The Pangu Government Model has been trained on over 200,000 government data records, covering government policy documents, government encyclopedia knowledge bases, government hotline data, and other common knowledge, so it has extensive knowledge of government policies, regulations, and government service processes,” Huawei said in its blog posting.

Then there is the Pangu Mining Model, which Huawei said has been used at eight coal mines in China. On railways, the Pangu Railway Model can accurately identify 67 types of freight cars, and over 430 types of faults found on railways and freight cars. 

It can quickly scan millions of images captured by the railway TFDS system and filter out 95% of the fault-free images. There is also the Pangu Meteorology Model (or Pangu-Weather), the first AI model to have surpassed state-of-the-art numerical weather prediction (NWP) methods in terms of accuracy. 

“The prediction speed is also several orders of magnitude faster.
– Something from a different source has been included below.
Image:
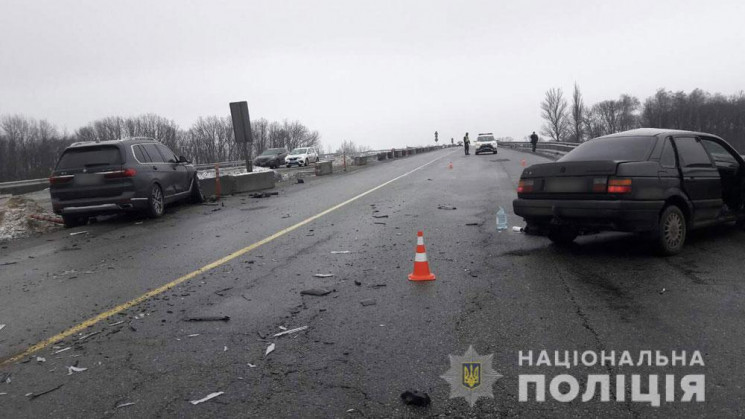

In the past, predicting the trajectory of a typhoon over ten days took 4 to 5 hours of simulation on a high-performance cluster of 3,000 servers. Now, the Pangu model can do it in 10 seconds on a single GPU of a single server, and with more accurate results,” Huawei added.

Baidu’s Ernie 3.5

Just three months after the beta release of Ernie Bot, Baidu’s LLM built on ERNIE 3.0, version 3.5, came about. “ERNIE 3.5 has made significant strides in beta testing, surpassing ChatGPT (3.5) in comprehensive ability scores and outperforming GPT-4 in several Chinese language capabilities,” as reported by China Science Daily.

In a blog posting, Baidu said ERNIE 3.5 had achieved broad enhancements in efficacy, functionality, and performance. These improvements are evident in creative writing, Q&A, reasoning, and code generation, as well as in training performance and inference performance, Haifeng Wang, CTO of Baidu, said.

Alibaba’s LLMs

Alibaba’s cloud unit in April unveiled its alternative to ChatGPT – Tongyi Qianwen – which is based on DAMO’s LLMs, marking one of the earliest Chinese companies to join the ChatGPT bandwagon, along with search engine giant Baidu. 

According to Alibaba chairman and CEO Daniel Zhang Yong during a conference call with analysts in May, the service had received more than 200,000 beta testing applications from corporate clients. Alibaba then started working with partners to develop industry-specific AI models, Zhang said. 

For instance, it plans to launch cloud products and enterprise solutions based on its AI model and integrate AI capabilities into various products, including its workplace collaboration tool DingTalk.